I am the new owner of a Trek Madone 5.9 SL and for the most part am very happy with this bike. I got hit by a car that ran a Red light on December 9th while riding my Merlin Extralight that had around 40K miles. Fortunately I was not seriously hurt and the Merlin is not that beat up. So the insurance company paid for a new bike and the Trek seemed the way to go. I wanted Compact Drive but was not sold on the Bontrager cranks so I bought a FSA K Force CD crankset and installed it after about 150 miles. I weighed the bike (60cm) before and after the installation and it was the exact same weight....16.64 lbs.
The Merlin is a more comfortable bike but theTrek does come close, surprisingly these bikes handle very similarly. The big difference that is noticeable is when you get out of the saddle....the Trek feels much more efficient! I am using the saddle off of my Merlin (a WTB which I also have on my MTB) and in order to get my optimum saddle height I am above the Max setting on the Bontrager carbon post. So now I am looking at needing to get a new post. What is curious to me is that in the Trek catalog and in other race photos it seems that the Discovery riders all using Shimano posts and I am curious why they are not using the Bontrager Carbon? Overall I am happy with the new bike, I just wish I had it when I was still a racer!


----------



## wim (Feb 28, 2005)

Carbon posts need to be installed very carefully. A bit below the specified clamp torque, they might slip down into the seat tube. Much above the specified clamp torque, they might break. In a pro race environment, a carbon seat post might have to get installed or tightened hurriedly - out on the road, without the needed time or tools to do the job right.

Aluminum seat posts don't come with such baggage. You can hose down on a lot them without breaking them, and when you're done tightening, you can be sure that they aren't going to slip down. Within the pro race environment, it makes sense sometimes to use the least complicated component if given a choice.

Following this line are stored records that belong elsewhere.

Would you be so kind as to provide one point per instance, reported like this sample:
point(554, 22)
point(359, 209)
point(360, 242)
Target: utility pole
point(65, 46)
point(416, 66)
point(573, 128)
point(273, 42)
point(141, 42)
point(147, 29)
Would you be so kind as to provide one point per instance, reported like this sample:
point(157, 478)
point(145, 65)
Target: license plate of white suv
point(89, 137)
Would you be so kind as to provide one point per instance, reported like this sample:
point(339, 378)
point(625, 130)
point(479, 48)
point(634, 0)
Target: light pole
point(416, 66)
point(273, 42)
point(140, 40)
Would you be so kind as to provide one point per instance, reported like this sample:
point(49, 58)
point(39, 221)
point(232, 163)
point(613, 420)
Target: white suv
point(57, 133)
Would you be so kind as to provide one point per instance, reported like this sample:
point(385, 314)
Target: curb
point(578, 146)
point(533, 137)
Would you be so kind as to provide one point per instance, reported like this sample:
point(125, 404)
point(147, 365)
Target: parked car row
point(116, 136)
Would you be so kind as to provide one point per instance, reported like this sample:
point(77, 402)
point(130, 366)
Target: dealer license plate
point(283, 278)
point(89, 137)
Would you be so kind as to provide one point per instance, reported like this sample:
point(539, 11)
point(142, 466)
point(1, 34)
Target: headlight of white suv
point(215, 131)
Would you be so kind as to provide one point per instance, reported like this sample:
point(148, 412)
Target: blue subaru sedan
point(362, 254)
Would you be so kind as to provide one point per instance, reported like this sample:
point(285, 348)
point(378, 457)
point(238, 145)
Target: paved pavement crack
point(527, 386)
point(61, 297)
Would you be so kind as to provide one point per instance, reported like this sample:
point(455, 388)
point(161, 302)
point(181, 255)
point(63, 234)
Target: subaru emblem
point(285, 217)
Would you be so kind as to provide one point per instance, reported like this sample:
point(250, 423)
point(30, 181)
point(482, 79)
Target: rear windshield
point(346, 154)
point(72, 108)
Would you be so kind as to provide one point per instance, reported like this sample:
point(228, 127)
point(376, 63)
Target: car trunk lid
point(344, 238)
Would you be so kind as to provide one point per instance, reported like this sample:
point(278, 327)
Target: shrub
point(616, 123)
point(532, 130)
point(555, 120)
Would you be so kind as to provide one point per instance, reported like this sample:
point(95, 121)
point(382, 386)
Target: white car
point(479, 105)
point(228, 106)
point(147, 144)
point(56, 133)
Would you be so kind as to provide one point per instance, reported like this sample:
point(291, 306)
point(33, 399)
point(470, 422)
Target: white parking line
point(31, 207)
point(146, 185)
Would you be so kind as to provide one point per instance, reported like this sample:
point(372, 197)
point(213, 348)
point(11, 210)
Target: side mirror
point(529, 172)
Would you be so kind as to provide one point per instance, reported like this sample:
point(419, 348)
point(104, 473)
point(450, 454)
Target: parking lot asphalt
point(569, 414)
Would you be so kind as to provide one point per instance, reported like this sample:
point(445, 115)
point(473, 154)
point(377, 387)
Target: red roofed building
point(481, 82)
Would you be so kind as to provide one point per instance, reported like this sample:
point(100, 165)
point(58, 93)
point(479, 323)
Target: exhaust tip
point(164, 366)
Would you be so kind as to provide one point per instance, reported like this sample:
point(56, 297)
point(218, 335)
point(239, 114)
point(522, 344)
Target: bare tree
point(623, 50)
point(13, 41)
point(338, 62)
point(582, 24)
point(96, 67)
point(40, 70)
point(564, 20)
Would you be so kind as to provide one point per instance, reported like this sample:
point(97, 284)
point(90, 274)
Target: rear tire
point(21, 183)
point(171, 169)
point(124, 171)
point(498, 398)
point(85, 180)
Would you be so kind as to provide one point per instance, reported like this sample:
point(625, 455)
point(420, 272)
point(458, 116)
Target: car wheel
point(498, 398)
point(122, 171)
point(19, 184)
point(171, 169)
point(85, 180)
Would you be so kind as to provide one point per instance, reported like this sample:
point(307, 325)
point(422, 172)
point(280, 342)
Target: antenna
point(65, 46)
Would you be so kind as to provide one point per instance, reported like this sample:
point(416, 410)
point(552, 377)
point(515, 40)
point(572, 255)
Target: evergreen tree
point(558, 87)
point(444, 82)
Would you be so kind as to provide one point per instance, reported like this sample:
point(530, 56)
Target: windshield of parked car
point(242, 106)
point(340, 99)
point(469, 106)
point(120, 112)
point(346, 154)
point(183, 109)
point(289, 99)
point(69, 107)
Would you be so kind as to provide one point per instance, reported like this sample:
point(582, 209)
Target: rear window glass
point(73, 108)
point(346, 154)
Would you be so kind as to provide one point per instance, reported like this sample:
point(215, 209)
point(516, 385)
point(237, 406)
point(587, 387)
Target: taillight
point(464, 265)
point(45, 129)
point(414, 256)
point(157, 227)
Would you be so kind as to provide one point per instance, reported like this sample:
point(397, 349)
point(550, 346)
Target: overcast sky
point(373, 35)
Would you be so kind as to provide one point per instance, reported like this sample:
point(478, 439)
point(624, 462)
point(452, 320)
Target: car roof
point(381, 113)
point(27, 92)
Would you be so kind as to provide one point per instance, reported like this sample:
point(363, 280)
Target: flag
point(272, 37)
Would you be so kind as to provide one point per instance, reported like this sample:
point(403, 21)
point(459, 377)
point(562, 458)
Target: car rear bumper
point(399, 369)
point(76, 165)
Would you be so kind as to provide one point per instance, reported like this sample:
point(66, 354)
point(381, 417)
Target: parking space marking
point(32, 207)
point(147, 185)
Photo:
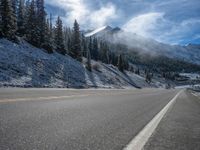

As far as weight is concerned, the difference is slight: A 250 mm long Bontrager Race XXX Lite carbon post weighs 175 gram. A 270 mm long Shimano Dura-Ace aluminum seat post (the post on most Discovery bikes) weighs 195 gram. With the Dura-Ace post then, you get a 20mm longer post that doesn't slip, can be tightened down hard without a torque wrench, and can be clamped if need be. Good choice for a measly 20 gram more, in my opinion.


----------